ABC News reports on a "doomsday plan" by the House Republicans to bring that Senate legislation to the floor.  It does what Obama and the Democrats claim that they want.  Bringing it to the floor "releases the hostage" of the middle class tax cuts.  All Republicans would vote "present," so the bill would pass.  In the minds of Republicans, failing to stop a tax increase is different from voting for one.  I don't see the practical distinction myself.  But at least they could no longer be blamed for allowing the tax increases on the middle class, which is the corner that the Democrats backed them into.

Would the Senate bring it up? Would the President sign it?  It looks to me as if a surprising number of Democrats prefer to go over the cliff instead.

I haven't found the bill yet.  My question, did it include the inflation adjustment for the 2012 AMT?

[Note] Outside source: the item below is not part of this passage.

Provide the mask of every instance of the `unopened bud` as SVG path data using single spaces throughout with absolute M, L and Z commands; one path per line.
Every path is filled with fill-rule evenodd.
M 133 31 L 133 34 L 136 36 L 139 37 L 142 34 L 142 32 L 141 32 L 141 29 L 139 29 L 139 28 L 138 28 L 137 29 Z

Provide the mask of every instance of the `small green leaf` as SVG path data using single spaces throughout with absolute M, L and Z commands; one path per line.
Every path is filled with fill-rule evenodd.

Tax Notes reports that the IRS has already programmed their computers for another inflation patch to the AMT, assuming that Congress would never let that expire.  Some tax failures can be retroactively fixed, like the lapsed estate tax, but not this.  Per Tax Notes, failure to patch the AMT now will do much more than impose the tax on many more taxpayers, it will also delay tax refunds for everyone else by six weeks or so.  That delayed cash flow alone could have negative economic fallout.

If that Senate bill includes the 2012 AMT patch, I believe that the Senate would act and President Obama would sign it.  But that has to be concluded by December 17, when he leaves for Hawaii for the holidays.  I suppose that they could have a signing ceremony out there.

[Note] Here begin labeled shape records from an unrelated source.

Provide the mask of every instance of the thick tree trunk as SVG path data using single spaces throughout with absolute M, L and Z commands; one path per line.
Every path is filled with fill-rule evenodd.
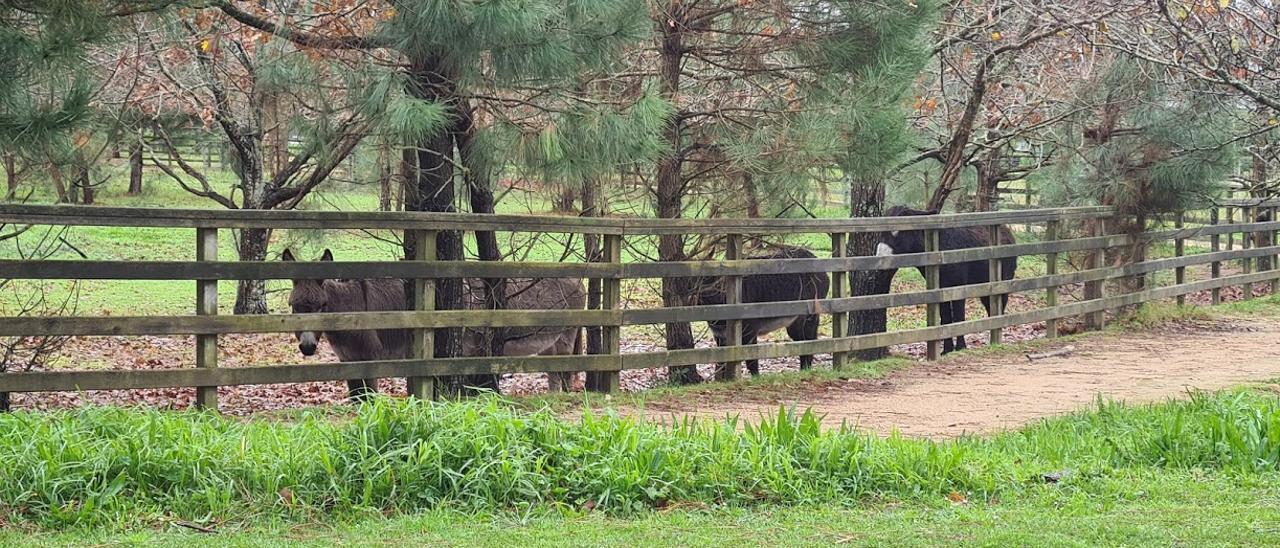
M 264 228 L 246 228 L 239 232 L 236 242 L 239 260 L 265 261 L 268 245 L 271 241 L 271 230 Z M 268 314 L 266 282 L 260 279 L 241 280 L 236 288 L 236 314 Z
M 129 196 L 142 193 L 142 143 L 137 142 L 129 149 Z
M 849 187 L 849 216 L 879 216 L 884 213 L 884 182 L 879 178 L 852 181 Z M 852 234 L 849 238 L 849 255 L 876 255 L 879 234 L 874 232 Z M 850 294 L 884 294 L 890 292 L 896 270 L 858 270 L 850 282 Z M 849 314 L 849 334 L 863 335 L 884 333 L 888 329 L 888 314 L 884 309 L 855 310 Z M 881 360 L 888 357 L 888 348 L 868 348 L 854 352 L 858 360 Z
M 682 19 L 686 8 L 673 1 L 668 15 L 658 20 L 660 42 L 659 77 L 662 81 L 662 96 L 676 108 L 680 108 L 680 68 L 684 61 L 685 49 L 682 44 Z M 668 20 L 676 19 L 673 23 Z M 658 216 L 662 219 L 678 219 L 684 213 L 684 147 L 681 145 L 682 118 L 676 114 L 667 119 L 663 129 L 663 138 L 667 141 L 669 152 L 658 160 Z M 685 238 L 680 234 L 663 234 L 658 237 L 659 261 L 685 260 Z M 687 278 L 663 278 L 662 305 L 663 306 L 689 306 L 689 296 L 692 293 Z M 666 325 L 667 350 L 681 350 L 694 347 L 694 330 L 687 321 L 671 323 Z M 694 366 L 677 366 L 667 369 L 667 378 L 676 384 L 700 383 L 703 379 Z
M 475 143 L 475 119 L 471 108 L 460 109 L 458 123 L 453 129 L 454 141 L 458 145 L 458 157 L 466 166 L 463 181 L 467 186 L 467 197 L 471 202 L 472 214 L 493 214 L 494 204 L 492 177 L 486 165 L 481 165 L 479 156 L 471 149 Z M 476 230 L 476 252 L 481 261 L 500 261 L 502 248 L 498 247 L 498 234 L 493 230 Z M 503 278 L 485 278 L 484 298 L 489 309 L 504 310 L 507 307 L 507 280 Z M 492 328 L 489 330 L 489 355 L 503 356 L 506 352 L 506 329 Z M 556 379 L 553 374 L 553 382 Z M 467 385 L 498 392 L 498 375 L 471 375 Z
M 457 106 L 449 72 L 440 59 L 433 55 L 417 55 L 410 60 L 408 93 L 413 97 L 445 102 Z M 404 209 L 407 211 L 453 213 L 456 192 L 453 188 L 453 133 L 424 138 L 410 150 L 415 157 L 411 187 L 406 188 Z M 404 238 L 404 254 L 413 256 L 417 242 Z M 442 261 L 461 261 L 462 233 L 440 230 L 435 237 L 435 257 Z M 462 280 L 440 278 L 435 280 L 435 310 L 462 309 Z M 457 357 L 462 355 L 462 333 L 457 328 L 435 330 L 435 356 Z M 466 379 L 449 378 L 448 387 L 440 396 L 457 396 L 463 392 Z
M 243 198 L 242 209 L 266 209 L 266 186 L 262 181 L 262 141 L 255 137 L 244 137 L 237 157 L 241 191 Z M 243 229 L 238 246 L 239 260 L 262 261 L 266 260 L 268 243 L 271 239 L 270 230 Z M 236 314 L 266 314 L 266 282 L 260 279 L 243 279 L 236 287 Z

Final note.  This has been a titanic struggle just to leave the tax code unchanged.  Tax cuts have contributed to an economic bounce in the past.  Leaving the tax code unchanged has not.  Although the media talks about middle class tax cuts, no one will see lower taxes next year under any scenario.  Dodging a scheduled tax increase just doesn't excite the animal spirits the way ERTA did back in 1981.

Monday, December 03, 2012

Estate Planning Boom Ahead?

The President's proposal to cut the amount exempted from federal estate tax from about $5 million to $3.5 million could double the number of estates exposed to tax. Result, a surge in the number of families needing tax-effecient estate plans.

A few Democrats, including Senate Finance Committee Chairman Max Baucus, favor keeping the higher exemption. Which way do you think Congress will lean?

Sunday, December 02, 2012

Jeremy Siegel, Stock Market Pessimist

Happened on Jim Gust's July, 2010 post. He noted that Jeremy Siegel believed stocks were undervalued by 25-30%. Jim seemed dubious, and rightly so. The S&P 500 is not up 25-30% since the start of July, 2010.

 As of November 30, it's up 37%.

Getting a Man's Nest Egg With a Gun

Chase Manhattan's legendary nest-egg ads of the 1950's and 1960's usually featured manly pursuits – sailing, fishing…and, of course, shooting. See examples picturing men with guns here, here and here.

This ad from December, 1962 also shows a man with a gun – except that a Purdey shotgun or rifle is a gun only in the sense that a $60,000 Swiss chronometer is a wristwatch. Purdey provides sporting weaponry to The Queen, The Duke of Edinburgh and The Prince of Wales. One of their shotguns could set you back $100,000 or more.

James Purdey and Sons is now owned by Richemont, a Swiss luxury goods holding company. Richemont also owns several watchmakers.